(Carl Theodor Dreyer, 1932) · An early example of the power of atmosphere in horror movies, Carl Theodore Dreyer's Vampyr follows Allan Gray, a young man whose obsession with the occult leads him to the small village Courtempierre. Strange visions follow him as he explores the village, leading the audience to wonder what is real and what is an illusion. Striking visuals and an eerie soundtrack lend a hauntingly impressionistic power to this surrealist masterpiece.
runtime: 75m format: 35mm
(Mario Bava, 1960) · Largely driven by the iconic performances of Barbara Steele, who plays two opposing roles in the film, and Mario Bava's command of shadow and light on screen, this gothic horror masterpiece oozes classic vampire. 200 years after a Russian princess is executed for practicing witchcraft, she rises as a vampire to seek revenge. Upon release, the film was considered to be excessively gruesome and was banned in the UK. A heavily edited version was eventually screened in America.
runtime: 87m format: DCP
(Robert Young, 1972) · A stellar example of the gothic monster horror of Hammer Productions, Vampire Circus begins with a small 19th century village's plot to slay their Count, a vampire who has employed the local schoolteacher's wife in stealing children from the village to feed on. Fifteen years later, the village is mysteriously overcome by a plague. Best remembered for its excellent performances, including those from Adrienne Corri and Anthony Corlan, Vampire Circus is still frightening forty-seven years later.

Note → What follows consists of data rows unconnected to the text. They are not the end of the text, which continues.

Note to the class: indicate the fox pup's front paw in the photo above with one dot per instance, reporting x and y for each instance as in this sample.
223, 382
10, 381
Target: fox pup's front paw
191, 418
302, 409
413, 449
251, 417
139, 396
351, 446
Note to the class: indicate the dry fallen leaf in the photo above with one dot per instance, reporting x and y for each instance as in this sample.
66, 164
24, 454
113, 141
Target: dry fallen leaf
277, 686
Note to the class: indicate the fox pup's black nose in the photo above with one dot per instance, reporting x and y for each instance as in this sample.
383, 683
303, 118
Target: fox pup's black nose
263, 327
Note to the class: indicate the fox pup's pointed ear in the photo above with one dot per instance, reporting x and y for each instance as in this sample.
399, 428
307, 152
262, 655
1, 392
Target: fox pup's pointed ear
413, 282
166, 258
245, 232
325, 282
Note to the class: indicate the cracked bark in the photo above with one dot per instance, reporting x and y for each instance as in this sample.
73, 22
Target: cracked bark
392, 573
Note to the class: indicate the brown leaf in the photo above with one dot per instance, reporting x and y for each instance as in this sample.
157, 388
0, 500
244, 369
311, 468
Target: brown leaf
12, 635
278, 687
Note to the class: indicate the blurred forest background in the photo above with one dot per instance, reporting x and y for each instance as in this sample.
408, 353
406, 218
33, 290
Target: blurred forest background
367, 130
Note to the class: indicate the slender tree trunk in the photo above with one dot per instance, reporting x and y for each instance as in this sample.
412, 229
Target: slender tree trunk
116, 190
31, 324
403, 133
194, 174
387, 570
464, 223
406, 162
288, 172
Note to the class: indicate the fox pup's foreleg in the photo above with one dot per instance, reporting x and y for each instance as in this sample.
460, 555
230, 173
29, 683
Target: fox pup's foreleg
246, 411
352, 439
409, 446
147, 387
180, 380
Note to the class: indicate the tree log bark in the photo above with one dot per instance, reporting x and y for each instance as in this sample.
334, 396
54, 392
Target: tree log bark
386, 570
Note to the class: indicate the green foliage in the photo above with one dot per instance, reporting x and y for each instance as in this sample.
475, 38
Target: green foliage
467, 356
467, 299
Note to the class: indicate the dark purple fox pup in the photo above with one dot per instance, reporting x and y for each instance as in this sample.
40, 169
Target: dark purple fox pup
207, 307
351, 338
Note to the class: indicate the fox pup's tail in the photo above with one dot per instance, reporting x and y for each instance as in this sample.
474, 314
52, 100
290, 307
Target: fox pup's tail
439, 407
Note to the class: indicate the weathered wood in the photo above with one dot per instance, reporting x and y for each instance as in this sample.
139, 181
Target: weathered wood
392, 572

runtime: 84m format: Digital
(George A. Romero, 1977) · Director George Romero, best known for his Dawn of the Dead series, once claimed Martin was his favorite of all his films. The eponymous protagonist is a young man who, believing himself to be a vampire, and armed with narcotics and razor blades, murders victims. Equally uncomfortable and endearing, Martin offers both modern thrills and homage to classic vampire tropes, featuring cameos from Romero himself and Tom Savini.
runtime: 95m format: Digital
(Robert Rodriguez, 1996) · Frequent collaborators Robert Rodriguez and Quentin Tarantino offer an action-packed vampire thriller. Ex-pastor Jacob Fuller (Harvey Keitel) and his children find themselves abducted by criminal brothers Seth (George Clooney) and Richie (Tarantino) Gecko while traveling to Mexico. The group finds itself waiting for Seth's contact at a strip club and biker bar, but all is not as it seems. Print courtesy of the American Genre Film Archive
runtime: 108m format: 35mm
(Kathryn Bigelow, 1987) · Though it failed to earn its budget during its initial theatrical release, Kathryn Bigelow's solo debut remains a cult classic. When a group of vampiric southerners roll through Caleb Colton's quiet midwestern town, he is swept up in the nomadic group after a member of the group, Mae bites him. While following the popular horror trends of the 80s, Bigelow also draws from westerns and biker movies. Without ever using the word "vampire", Near Dark's creatures are some of the most memorable of the genre. Print courtesy of the American Genre Film Archive
runtime: 94m format: 35mm
(Guillermo del Toro, 1993) · Guillermo del Toro's first film was a brooding, twisty vampire fantasy characterized by Catholic allusions, unsettling themes, and stellar performances by Federico Luppi and Tamara Shannath as Jesús Gris and his granddaughter Aurora. Gris is an elderly antique dealer who, after he begins to experiment with a mysterious watch, is transformed into a vampire. Del Toro investigates the cost of immortality, using ghostly yet striking imagery and a mystical score.
runtime: 94m format: Digital
(Tomas Alfredson, 2008) · In this beautifully crafted horror-romance, a young boy frequently targeted by bullies forms a sweet friendship and later romance with his neighbor, a vampire appearing as a girl Oskar's age. Based on a novel of the same name, the story blends romance with horror, featuring beautiful cinematography and taking on complex themes. It manages to be exceedingly frightening and exceedingly charming at once and became an instant horror classic upon its release.
runtime: 114m format: 35mm
(Taika Waititi & Jemaine Clement, 2014) · Taika Waititi and Jermaine Clement first created What We Do in the Shadows as a short film in 2008. Seven years later, a full-length film was screened at Sundance. The mockumentary focuses on a group of aging vampires sharing an apartment. The film reads as a love letter to the modern vampire film, gently poking fun at tropes while embracing the tradition that grew out of films like Vampyr and Nosferatu.